As a Religious IDF Officer, Which Version of Yizkor Do You Prefer?

Head to Head: an interview with Elazar Stern.

Maj. Gen. (res. ) Elazar Stern, chairman of the Foundation for the Benefit of Holocaust Victims in Israel, headed the Israel Defense Forces' manpower branch from 2004 to 2008. Before that, he held various command positions with the paratroopers, led the Bahad 1 officer training school and was chief IDF education officer.

In his various positions, he often dealt with civilian issues, and as a senior religious officer, he was criticized by the extreme right and the religious establishment during the Gaza pullout. He was also criticized for his attempt to lengthen active service for hesder yeshiva students. Since his discharge, he has dealt mostly with social and educational projects.

stern - Tomer Appelbaum - June 21 2011
Tomer Appelbaum

Elazar Stern, were you surprised by the intense emotions in the debate on whether to recite the words "May God remember" or "May the Jewish people remember" at military memorial ceremonies?

I was very surprised by the debate because I have never dealt with this. I've been to ceremonies, and one time I heard "May the Jewish people remember" and another time "God," and it never bothered me. On the other hand, the emotions did not surprise me at all - memorializing in the State of Israel is a powerful and loaded subject.

As a religious person and a former senior IDF officer, what do you consider the preferable version?

It's important to stress that at ceremonies we always recite two prayers - Yizkor and El Maleh Rahamim [God Who is Full of Compassion]. And so far no one has gotten up and complained about El Maleh Rahamim, so the Lord of the Universe surely remembers the fallen soldiers from Israel's wars.

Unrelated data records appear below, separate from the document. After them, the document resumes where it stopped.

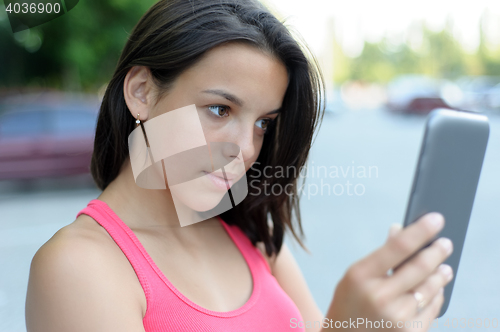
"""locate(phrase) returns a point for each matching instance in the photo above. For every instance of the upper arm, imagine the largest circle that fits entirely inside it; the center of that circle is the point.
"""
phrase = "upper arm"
(72, 287)
(288, 274)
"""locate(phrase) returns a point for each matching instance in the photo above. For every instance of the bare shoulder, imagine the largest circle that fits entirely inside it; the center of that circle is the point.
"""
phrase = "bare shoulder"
(75, 285)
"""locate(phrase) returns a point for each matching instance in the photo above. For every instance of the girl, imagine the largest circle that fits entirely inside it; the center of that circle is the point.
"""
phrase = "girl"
(126, 264)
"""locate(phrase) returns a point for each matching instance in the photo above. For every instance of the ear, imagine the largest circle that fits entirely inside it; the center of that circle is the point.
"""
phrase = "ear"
(138, 92)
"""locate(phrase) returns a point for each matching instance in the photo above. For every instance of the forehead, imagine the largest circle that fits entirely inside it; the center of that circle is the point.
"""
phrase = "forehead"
(241, 68)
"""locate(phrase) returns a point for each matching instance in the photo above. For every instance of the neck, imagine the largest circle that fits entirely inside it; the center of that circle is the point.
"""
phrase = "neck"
(143, 208)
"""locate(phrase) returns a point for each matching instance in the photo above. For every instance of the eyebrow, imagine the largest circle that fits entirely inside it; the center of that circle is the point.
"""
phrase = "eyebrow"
(232, 98)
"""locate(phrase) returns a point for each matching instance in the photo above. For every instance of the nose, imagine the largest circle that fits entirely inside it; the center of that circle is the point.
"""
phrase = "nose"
(244, 139)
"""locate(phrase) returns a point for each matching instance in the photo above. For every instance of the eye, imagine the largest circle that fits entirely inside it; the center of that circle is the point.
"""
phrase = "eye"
(263, 123)
(219, 110)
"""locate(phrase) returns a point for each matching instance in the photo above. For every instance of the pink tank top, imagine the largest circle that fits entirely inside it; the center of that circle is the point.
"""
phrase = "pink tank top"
(268, 309)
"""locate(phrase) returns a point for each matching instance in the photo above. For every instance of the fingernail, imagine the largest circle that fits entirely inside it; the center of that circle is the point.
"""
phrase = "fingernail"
(446, 244)
(435, 220)
(395, 228)
(447, 271)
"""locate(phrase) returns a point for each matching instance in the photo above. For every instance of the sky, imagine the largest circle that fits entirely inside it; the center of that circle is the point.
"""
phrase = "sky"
(357, 20)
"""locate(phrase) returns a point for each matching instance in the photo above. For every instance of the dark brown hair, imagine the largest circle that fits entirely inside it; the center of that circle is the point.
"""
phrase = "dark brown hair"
(172, 36)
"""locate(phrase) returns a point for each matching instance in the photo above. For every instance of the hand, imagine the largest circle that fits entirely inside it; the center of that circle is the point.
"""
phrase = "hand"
(369, 292)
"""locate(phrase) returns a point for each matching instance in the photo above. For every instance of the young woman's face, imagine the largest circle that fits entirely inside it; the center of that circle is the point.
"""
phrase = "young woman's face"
(237, 91)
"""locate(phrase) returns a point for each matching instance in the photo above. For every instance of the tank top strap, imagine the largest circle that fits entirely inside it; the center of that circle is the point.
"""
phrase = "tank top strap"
(123, 237)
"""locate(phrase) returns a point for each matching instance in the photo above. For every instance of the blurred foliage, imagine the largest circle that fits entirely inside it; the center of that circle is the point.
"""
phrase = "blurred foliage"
(438, 54)
(77, 51)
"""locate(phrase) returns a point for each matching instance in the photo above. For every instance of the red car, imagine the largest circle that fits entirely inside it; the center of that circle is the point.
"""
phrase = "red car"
(51, 135)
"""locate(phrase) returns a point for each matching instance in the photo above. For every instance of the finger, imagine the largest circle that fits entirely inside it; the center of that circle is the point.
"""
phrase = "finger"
(440, 278)
(430, 312)
(402, 245)
(418, 268)
(407, 305)
(395, 229)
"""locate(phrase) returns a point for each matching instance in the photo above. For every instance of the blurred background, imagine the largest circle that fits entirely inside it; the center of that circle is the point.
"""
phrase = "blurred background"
(386, 64)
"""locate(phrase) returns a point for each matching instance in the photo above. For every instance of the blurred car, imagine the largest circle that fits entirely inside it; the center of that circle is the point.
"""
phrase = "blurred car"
(334, 103)
(51, 134)
(475, 91)
(493, 97)
(414, 94)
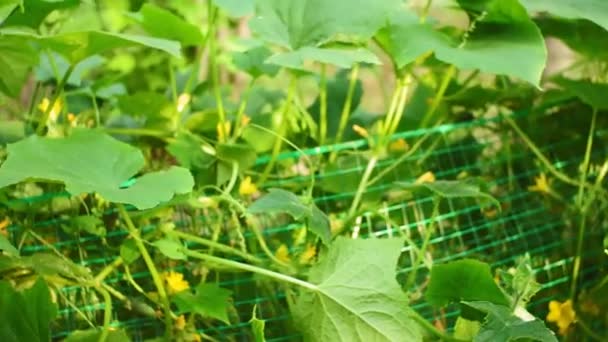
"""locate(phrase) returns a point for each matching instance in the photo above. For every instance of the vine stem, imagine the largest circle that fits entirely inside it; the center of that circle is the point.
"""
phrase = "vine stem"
(346, 109)
(323, 105)
(158, 282)
(371, 164)
(276, 149)
(411, 278)
(215, 245)
(254, 269)
(583, 208)
(54, 99)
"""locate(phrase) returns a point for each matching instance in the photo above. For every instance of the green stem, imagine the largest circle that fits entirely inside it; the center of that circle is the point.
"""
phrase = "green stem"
(323, 105)
(346, 109)
(276, 149)
(215, 245)
(217, 93)
(107, 314)
(58, 91)
(411, 278)
(254, 269)
(371, 164)
(158, 282)
(583, 210)
(447, 77)
(432, 330)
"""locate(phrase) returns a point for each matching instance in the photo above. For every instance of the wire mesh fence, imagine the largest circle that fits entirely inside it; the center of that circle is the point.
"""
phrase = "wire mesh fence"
(464, 228)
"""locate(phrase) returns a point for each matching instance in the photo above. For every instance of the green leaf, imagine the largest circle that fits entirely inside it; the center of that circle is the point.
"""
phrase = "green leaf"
(592, 10)
(7, 247)
(77, 46)
(209, 300)
(253, 62)
(129, 251)
(171, 249)
(36, 11)
(342, 58)
(161, 23)
(236, 8)
(468, 280)
(505, 42)
(91, 161)
(93, 335)
(593, 94)
(501, 325)
(452, 189)
(26, 315)
(356, 295)
(279, 201)
(257, 327)
(17, 57)
(298, 23)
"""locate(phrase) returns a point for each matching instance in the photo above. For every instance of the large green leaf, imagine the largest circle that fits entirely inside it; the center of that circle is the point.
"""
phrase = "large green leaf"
(505, 42)
(26, 315)
(468, 280)
(357, 297)
(208, 300)
(91, 161)
(279, 201)
(35, 11)
(593, 10)
(17, 57)
(161, 23)
(501, 325)
(298, 23)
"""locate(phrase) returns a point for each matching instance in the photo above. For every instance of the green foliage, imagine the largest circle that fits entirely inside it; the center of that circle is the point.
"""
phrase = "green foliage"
(356, 286)
(463, 280)
(26, 315)
(98, 164)
(501, 325)
(208, 300)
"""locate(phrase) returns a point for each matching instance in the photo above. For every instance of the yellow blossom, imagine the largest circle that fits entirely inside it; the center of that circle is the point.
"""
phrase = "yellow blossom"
(175, 282)
(541, 184)
(361, 131)
(222, 134)
(44, 106)
(180, 322)
(182, 102)
(561, 314)
(247, 187)
(399, 145)
(282, 253)
(308, 254)
(427, 177)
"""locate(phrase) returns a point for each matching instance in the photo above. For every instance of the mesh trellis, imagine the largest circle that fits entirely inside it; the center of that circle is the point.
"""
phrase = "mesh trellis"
(464, 229)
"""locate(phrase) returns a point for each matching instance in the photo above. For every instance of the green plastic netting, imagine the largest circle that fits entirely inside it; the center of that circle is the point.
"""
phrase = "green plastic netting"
(482, 147)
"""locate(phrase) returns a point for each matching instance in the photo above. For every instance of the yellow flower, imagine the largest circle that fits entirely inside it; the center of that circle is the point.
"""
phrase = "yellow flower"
(180, 322)
(282, 253)
(175, 282)
(541, 184)
(247, 187)
(427, 177)
(308, 254)
(561, 314)
(44, 106)
(222, 134)
(399, 145)
(182, 102)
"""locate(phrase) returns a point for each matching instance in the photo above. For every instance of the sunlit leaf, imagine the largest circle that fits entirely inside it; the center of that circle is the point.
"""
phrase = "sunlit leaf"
(90, 161)
(357, 297)
(463, 280)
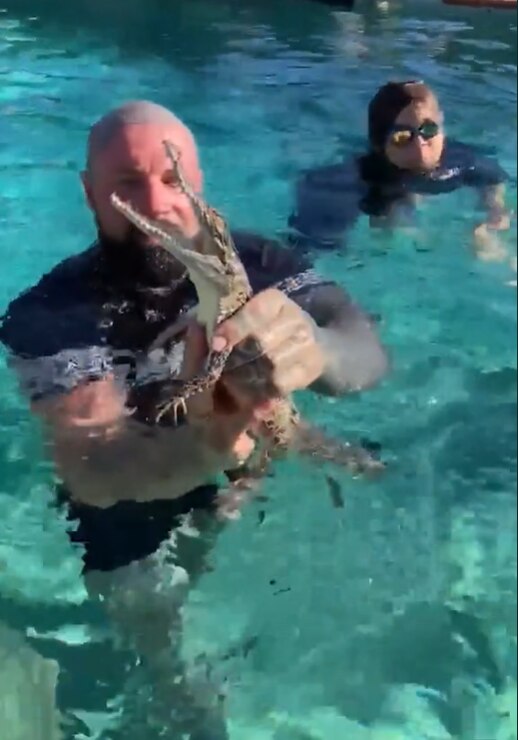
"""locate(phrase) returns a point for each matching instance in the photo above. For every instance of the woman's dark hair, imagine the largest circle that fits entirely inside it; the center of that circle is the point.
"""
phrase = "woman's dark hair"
(388, 103)
(384, 109)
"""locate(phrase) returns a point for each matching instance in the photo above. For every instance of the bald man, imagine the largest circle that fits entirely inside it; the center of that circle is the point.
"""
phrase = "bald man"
(79, 341)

The challenge for us is to ensure that the Jewish people remember, and in the absence of religious protocol on this ... our remembering is a very important challenge. So it doesn't bother me at all that "May the Jewish people remember" is recited, especially as it is said alongside El Maleh Rahamim, because I really think we have to make a concerted effort for the people to remember.

But many religious people feel that Berl Katznelson's wording is a blow to the religious source, the Yizkor prayer, and removes God from the picture.

I actually think it's a very nice adaptation. Taking things from the tradition and applying them to the Israeliness of today does not damage the tradition. There is no contradiction here, there is the depth of the word "Yizkor" from the perspective of taking it out of the synagogue but still leaving it connected. It's clear to us where the whole concept of this prayer is coming from.

But some see the attempt to recite "May God remember" as another sign of the religious community's growing influence in the IDF.

Not necessarily, after all, when Chief IDF Rabbi Shlomo Goren instituted this in the 1960s, the religious were a small minority in the army. I would separate this entire discussion from the number of religious soldiers in the army ....

So you think that the chief of staff should change the order to recite "May God remember"?

It's a discussion that should take place well beyond the army. There is a committee in the Defense Ministry that deals with matters of memorializing, there are also representatives from academia and Yad Labanim [a group that deals with soldiers' welfare and commemoration of the fallen]. They should be the ones to discuss the matter.

It didn't just happen that the military cemeteries are not the chief of staff's responsibility. They belong to the nation .... If I were to appear before this committee, I would say let them recite "May the people remember" and El Maleh Rahamim.

Are you aware that there are secular people who feel it's a form of religious coercion by the army?

During the Second Lebanon War, bereaved families contacted me and requested that a reform woman rabbi recite something, in addition to the religious military ceremony in the cemeteries. I said I had no problem with that, and then they asked what would happen if she recited a prayer, and I said it wasn't a problem. I don't check ahead of time the texts to be recited by the people a family wishes to have speak. I approved it and it was also acceptable to representative of the IDF rabbinate .... These fights in the end take us to the wrong places.

Are you worried that the religious community's insistence on reciting "May God remember" may distance secular people from the Memorial Day ceremonies?

Every time religiosity comes from a place of force, we get burned in the end. I certainly wouldn't fight over this. Take Tisha B'Av for example. The memorial day for the destruction of the Temple has a religious protocol only, and in practice it doesn't interest secular people. There's a danger that this can happen with us too, perhaps not today, but please God, in the future when there is peace. We know how the Americans treat their Memorial Day. There it's basically a day for shopping. We want to mobilize the entire nation in the effort to remember the IDF's fallen soldiers and not leave it in the small domain of the religious.

This is not the first clash between religious and secular values when it comes to remembering the IDF's fallen soldiers. There was a similar debate on whether it is permissible to add the secular date to the inscriptions on tombstones in military cemeteries.

There is a minefield here between the desires of the collective and the individual, between constantly clashing values. And the trick is not to fight against them but to find a way to include them all, to recite "May the people of Israel" alongside El Maleh Rahamim. We don't have to worry about God remembering our fallen soldiers. He surely remembers them.